Ahmad Fahmi articulated a concern that resonates across Southeast Asia: anti-refugee sentiment, left unchecked, tends not to remain confined to discussions about displaced persons. When dehumanisation becomes normalised toward one vulnerable group, it establishes rhetorical and psychological precedent for extending such treatment toward other minorities or marginalised communities. Malaysia's history of communal tensions makes this concern particularly acute. By elevating the discourse above simple xenophobia, the conference sought to protect not only refugees but also Malaysia's broader social fabric.

The resolutions further called for public education campaigns grounded in factual information rather than speculation. Malaysian media literacy remains uneven, with many citizens obtaining information primarily through social media networks that algorithmically amplify sensational content. Government and civil society collaboration on explaining refugee policy—why certain populations are in Malaysia, how they are managed, what support systems exist—could reduce fear born of ignorance. Educational efforts would necessarily include acknowledgment of genuine challenges: housing strain in certain neighbourhoods, employment competition in low-skilled sectors, and administrative burdens on healthcare and education systems. Addressing these realities through policy rather than rhetoric offers a constructive alternative to blame-shifting.

The conference's emphasis on balancing national interests with humanitarian responsibility reflects Malaysia's actual position in global refugee dynamics. The country hosts proportionally more refugees relative to its population than many wealthier nations, yet receives far less international financial support. This asymmetry creates legitimate frustration among policymakers and ordinary citizens, who see Malaysia bearing humanitarian burdens that wealthy countries evade. The resolutions implicitly argue that Malaysia can maintain humane refugee policies while demanding greater international burden-sharing and technical support from organisations like UNHCR.
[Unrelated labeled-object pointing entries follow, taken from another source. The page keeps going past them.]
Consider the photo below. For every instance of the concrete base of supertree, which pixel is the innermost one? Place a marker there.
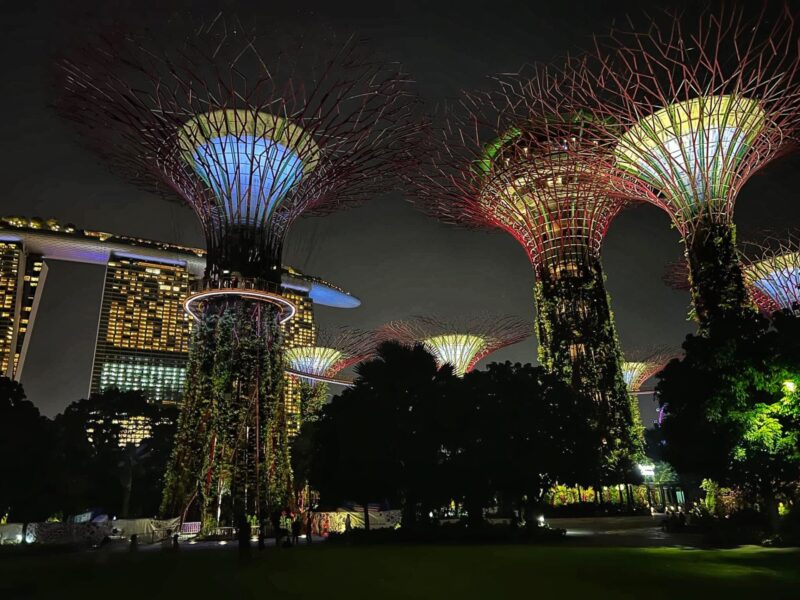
(231, 457)
(578, 342)
(715, 275)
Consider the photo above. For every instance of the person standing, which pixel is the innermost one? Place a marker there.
(297, 524)
(309, 526)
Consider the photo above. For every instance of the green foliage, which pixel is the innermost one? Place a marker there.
(231, 452)
(51, 467)
(26, 464)
(664, 473)
(312, 398)
(728, 414)
(420, 437)
(578, 343)
(717, 285)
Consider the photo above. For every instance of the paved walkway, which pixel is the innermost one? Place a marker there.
(624, 531)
Implementation remains the critical question. Previous conferences have produced declarations that gathered dust in ministry offices while policy continued along established lines. Ahmad Fahmi's announcement that ABIM intends follow-up engagement with the Home Ministry and National Security Council suggests seriousness about translating rhetoric into action. Yet success will require sustained pressure from civil society, political leaders willing to resist xenophobic populism, and international partners prepared to assist Malaysia in managing populations it did not create and cannot unilaterally resolve.
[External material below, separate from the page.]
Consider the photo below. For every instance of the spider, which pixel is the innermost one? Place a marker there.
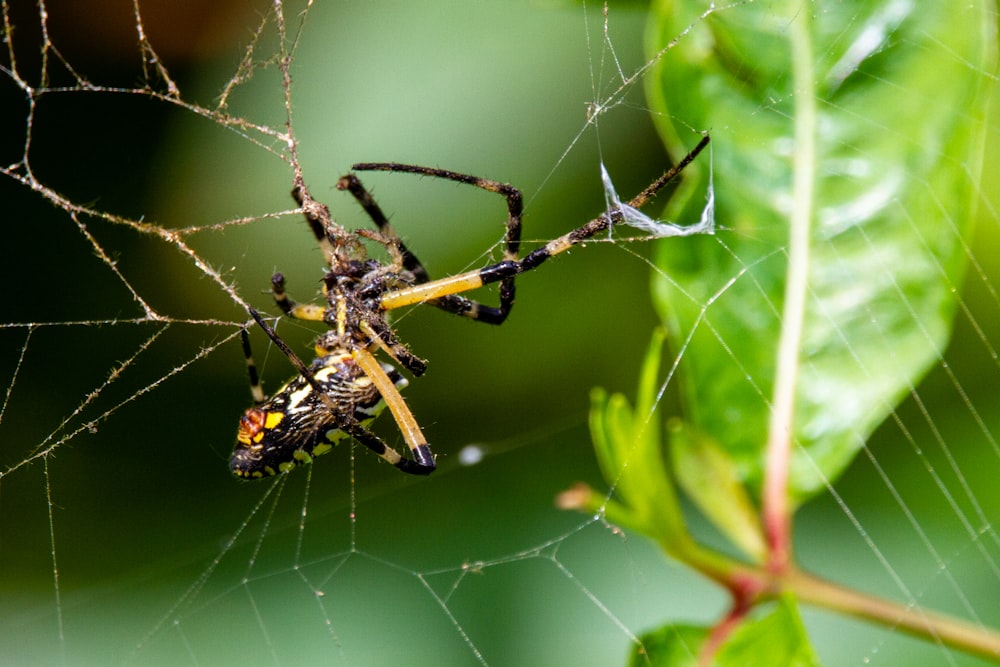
(345, 387)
The Kuala Lumpur conference thus represents an inflection point in Malaysian refugee discourse. Rather than accepting the false choice between fortress borders and open humanitarianism, it proposes managed integration: orderly systems, fact-based communication, security maintained through proper vetting rather than blanket exclusion, and community resources allocated transparently. Whether Malaysia's government possesses the political will to implement such approaches remains to be seen. The conference has provided a roadmap; the harder work of navigating bureaucratic resistance and populist pressure lies ahead.